About that time, a party of rioters started with a Chinaman up Commercial Street to Main, evidently bent on hanging him to the Tomlinson & Griffith gate; and when Burns promised to attempt a rescue if he had but two volunteers, Judge R. M. Widney and James Goldsworthy responded and the Chinaman was taken from his tormentors and lodged in jail. Besides Judge Widney, Cameron E. Thom and H. C. Austin displayed great courage in facing the mob, which was made up of the scum and dregs of the city; and Sheriff Burns is also entitled to much credit for his part in preventing the burning of the Chinese quarters. All the efforts of the better element, however, did not prevent one of the most disgraceful of all disturbances which had occurred since my arrival in Los Angeles.
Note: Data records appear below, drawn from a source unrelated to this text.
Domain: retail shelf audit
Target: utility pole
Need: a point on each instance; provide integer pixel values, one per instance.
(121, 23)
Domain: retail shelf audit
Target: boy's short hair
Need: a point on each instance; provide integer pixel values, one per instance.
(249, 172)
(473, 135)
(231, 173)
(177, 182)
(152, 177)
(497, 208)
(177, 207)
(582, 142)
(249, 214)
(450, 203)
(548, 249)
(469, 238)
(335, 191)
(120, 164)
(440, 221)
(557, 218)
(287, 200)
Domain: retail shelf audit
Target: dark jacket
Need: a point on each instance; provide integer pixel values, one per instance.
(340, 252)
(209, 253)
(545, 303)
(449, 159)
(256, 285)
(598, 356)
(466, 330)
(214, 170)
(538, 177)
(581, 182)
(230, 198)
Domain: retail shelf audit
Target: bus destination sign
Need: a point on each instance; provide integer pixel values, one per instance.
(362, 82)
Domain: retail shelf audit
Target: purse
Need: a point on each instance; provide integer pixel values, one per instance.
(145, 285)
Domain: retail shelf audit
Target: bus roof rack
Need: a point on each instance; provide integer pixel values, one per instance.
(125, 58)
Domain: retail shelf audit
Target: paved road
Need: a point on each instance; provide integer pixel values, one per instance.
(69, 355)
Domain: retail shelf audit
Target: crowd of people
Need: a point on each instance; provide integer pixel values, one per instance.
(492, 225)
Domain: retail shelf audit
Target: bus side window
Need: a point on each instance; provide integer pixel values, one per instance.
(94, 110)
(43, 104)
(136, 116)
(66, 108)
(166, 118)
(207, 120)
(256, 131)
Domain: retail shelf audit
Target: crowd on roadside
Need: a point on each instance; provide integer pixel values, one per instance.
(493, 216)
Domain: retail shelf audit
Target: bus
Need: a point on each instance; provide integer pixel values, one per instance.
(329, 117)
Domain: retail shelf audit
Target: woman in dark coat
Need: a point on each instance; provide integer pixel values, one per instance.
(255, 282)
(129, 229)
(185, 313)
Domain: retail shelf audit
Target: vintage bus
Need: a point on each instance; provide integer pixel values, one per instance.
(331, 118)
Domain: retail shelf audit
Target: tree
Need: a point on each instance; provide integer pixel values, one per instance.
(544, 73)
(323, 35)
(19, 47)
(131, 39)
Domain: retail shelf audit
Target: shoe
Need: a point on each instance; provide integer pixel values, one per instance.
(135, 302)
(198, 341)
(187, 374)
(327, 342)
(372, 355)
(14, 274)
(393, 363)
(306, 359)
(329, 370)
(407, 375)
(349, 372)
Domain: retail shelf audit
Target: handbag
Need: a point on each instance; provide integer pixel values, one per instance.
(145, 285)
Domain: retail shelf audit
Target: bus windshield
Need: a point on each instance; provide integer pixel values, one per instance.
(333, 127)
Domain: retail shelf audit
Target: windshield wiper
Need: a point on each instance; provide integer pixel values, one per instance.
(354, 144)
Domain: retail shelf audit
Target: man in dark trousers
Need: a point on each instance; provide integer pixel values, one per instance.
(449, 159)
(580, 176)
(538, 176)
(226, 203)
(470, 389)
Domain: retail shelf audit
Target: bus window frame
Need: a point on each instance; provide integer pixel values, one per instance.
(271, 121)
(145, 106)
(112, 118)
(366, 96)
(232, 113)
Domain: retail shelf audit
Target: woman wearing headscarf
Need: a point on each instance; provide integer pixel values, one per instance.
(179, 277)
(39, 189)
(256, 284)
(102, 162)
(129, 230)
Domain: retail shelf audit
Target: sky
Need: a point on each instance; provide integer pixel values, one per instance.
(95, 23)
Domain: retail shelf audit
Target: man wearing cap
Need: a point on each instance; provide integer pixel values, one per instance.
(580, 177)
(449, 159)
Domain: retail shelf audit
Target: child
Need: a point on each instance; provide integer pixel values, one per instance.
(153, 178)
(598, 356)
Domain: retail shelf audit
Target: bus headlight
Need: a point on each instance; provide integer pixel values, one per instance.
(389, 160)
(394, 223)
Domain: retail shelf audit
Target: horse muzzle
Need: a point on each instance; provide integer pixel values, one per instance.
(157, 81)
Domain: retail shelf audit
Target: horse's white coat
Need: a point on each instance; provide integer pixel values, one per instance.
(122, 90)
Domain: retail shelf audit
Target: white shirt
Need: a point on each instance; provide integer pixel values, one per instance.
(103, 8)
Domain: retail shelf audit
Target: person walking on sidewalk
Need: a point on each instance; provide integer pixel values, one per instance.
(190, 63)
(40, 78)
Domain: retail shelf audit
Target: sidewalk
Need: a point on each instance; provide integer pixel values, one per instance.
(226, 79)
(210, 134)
On October 25th, when Coroner Joseph Kurtz impanelled his jury, nineteen bodies of Chinamen alone were in evidence and the verdict was: "Death through strangulation by persons unknown to the jury." Emil Harris's testimony at the inquest, that but one of the twenty-two or more victims deserved his fate, about hits the mark and confirms the opinion that the slight punishment to half a dozen of the conspirators was very inadequate. At the time of the massacre, I heard a shot just as I was about to leave my office, and learned that it had been fired from that part of Chinatown facing Los Angeles Street; and I soon ascertained that it had ended Thompson's life. Anticipating no further trouble, however, I went home to dinner.

When I returned to town, news of the riot had spread, and with my neighbors, Cameron E. Thom and John G. Downey, I hurried to the scene. It was then that I became an eye-witness to the heroic, if somewhat comical parts played by Thom and Burns. The former, having climbed to the top of a box, harangued the crowd, while the Sheriff, who had succeeded in mounting a barrel, was also addressing the tumultuous rabble in an effort to restore order. Unfortunately, this receptacle had been coopered to serve as a container, not as a rostrum; and the head of the cask under the pressure of two hundred pounds or more of official avoirdupois suddenly collapsed and our Worthy Guardian of the Peace dropped, with accelerated speed, clear through to the ground, and quite unintentionally, for the moment at least, turned grim tragedy into grotesque comedy.

Following this massacre, the Chinese Government made such a vigorous protest to the United States that the Washington authorities finally paid a large indemnity. During these negotiations, Chinese throughout the country held lamentation services for the Los Angeles victims; and on August 2d, 1872, four Chinese priests came from San Francisco to conduct the ceremonies.


* The riots took place on Calle de los Negros (Negro Alley), which later became part of Los Angeles Street in 1877. Calle de los Negros was situated immediately northeast of Los Angeles's principal business district, running 500 feet from the intersection of Arcadia Street to the plaza. The unpaved street took its name from the dark-complexioned Californios (pre-annexation, Spanish-speaking Californians) who had originally lived there. Once home to the town's most prominent families, the neighborhood had deteriorated into a slum by the time Los Angeles's first Chinatown was established there in the 1860s. Today the location is part of El Pueblo de Los Angeles Historical Monument.